How Does a Forest Clean the Air?
Trees take in gases, store carbon, and trap dust
A forest cleans air in more than one way. Leaves take in carbon dioxide and use sunlight to help trees grow. Leaf surfaces also catch dust and smoke bits, and tree wood stores carbon that would otherwise be in the air.
A forest is not a giant vacuum cleaner, but it does change the air around it. Each tree has thousands of leaves. Those leaves are tiny living factories. In sunlight, they take in carbon dioxide from the air and water from the ground. The tree uses these materials to make sugar, grow new cells, and build wood. Some oxygen goes back into the air. Forests also help with air in a second way. Leaves, bark, and needles have surfaces that catch dust, ash, pollen, and tiny pollution bits. Rain can wash some of those particles down to the soil. This does not make pollution disappear, but it can lower what is floating near the trees. When a forest is cut down, the air loses both jobs.

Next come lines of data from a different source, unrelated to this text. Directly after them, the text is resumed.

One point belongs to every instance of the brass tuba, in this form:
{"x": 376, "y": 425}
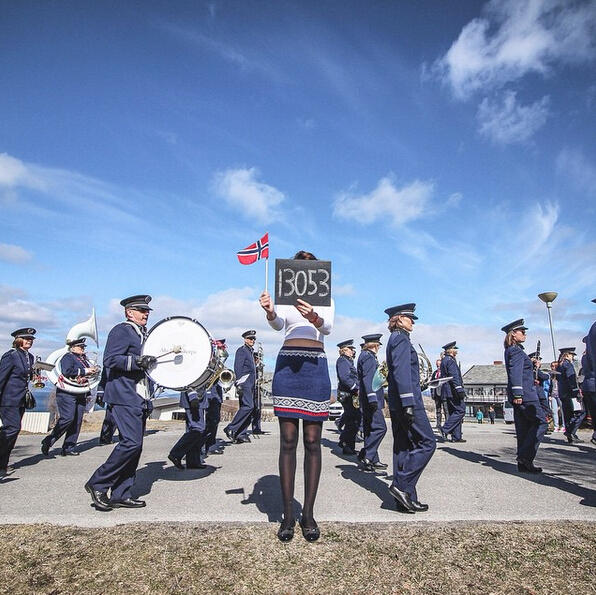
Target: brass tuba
{"x": 221, "y": 374}
{"x": 88, "y": 328}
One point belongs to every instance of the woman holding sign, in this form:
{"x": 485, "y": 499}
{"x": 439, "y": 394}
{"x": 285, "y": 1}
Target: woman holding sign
{"x": 301, "y": 390}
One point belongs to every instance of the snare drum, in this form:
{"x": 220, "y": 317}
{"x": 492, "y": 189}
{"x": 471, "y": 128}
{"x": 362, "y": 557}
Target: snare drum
{"x": 186, "y": 354}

Fewer leaves clean the air, and stored carbon can return to the atmosphere as wood decays or burns.
Leaves take in carbon dioxide
Photosynthesis moves carbon from the air into plant matter.
Wood stores carbon
Wood and soil keep some carbon out of the air for years.
Leaf surfaces catch particles
Leaves can lower some particle pollution near the trees.
Forests are part of a cycle
A forest stores carbon, but carbon still moves through the ecosystem.
Deforestation is a double hit
Deforestation removes future carbon uptake and can release past carbon storage.
Vocabulary
- photosynthesis
- The process plants use to make sugar from carbon dioxide, water, and sunlight.
- carbon dioxide
- A gas in the air that plants use for photosynthesis and that also traps heat in the atmosphere.
- carbon storage
- The holding of carbon in places such as tree trunks, roots, leaves, and soil.
- particles
- Tiny bits of matter in the air, such as dust, ash, smoke, or pollen.
- decomposers
- Living things such as fungi and bacteria that break down dead plants and animals.
- deforestation
- The clearing or removal of forests from an area.
In the Classroom
Leaf filter observation
20 minutes | Grades 3-5
Give students clear tape and leaves from different plants. Students press tape gently on leaf surfaces, place it on white paper, and compare the dust or particles they see with hand lenses.
Carbon in a paper tree
30 minutes | Grades 4-5
Students build a paper tree with leaves, branches, trunk, roots, air, and soil. They move paper carbon dots through the model to show photosynthesis, eating, decay, and storage.
Deforestation cause and effect chart
25 minutes | Grades 4-5
Students make a two-column chart showing what happens when a forest stays and what happens when it is cut down. They should include leaves, wood, soil, particles, and carbon dioxide.
Key Takeaways
- • Forests clean air by taking in carbon dioxide during photosynthesis.
- • Some carbon from the air becomes part of tree wood, roots, leaves, and soil.
- • Leaf and bark surfaces can catch tiny particles from dust, smoke, and other pollution.
- • Carbon keeps cycling through air, plants, animals, decomposers, and soil.
- • Deforestation is a double hit because it removes living leaves and can release stored carbon.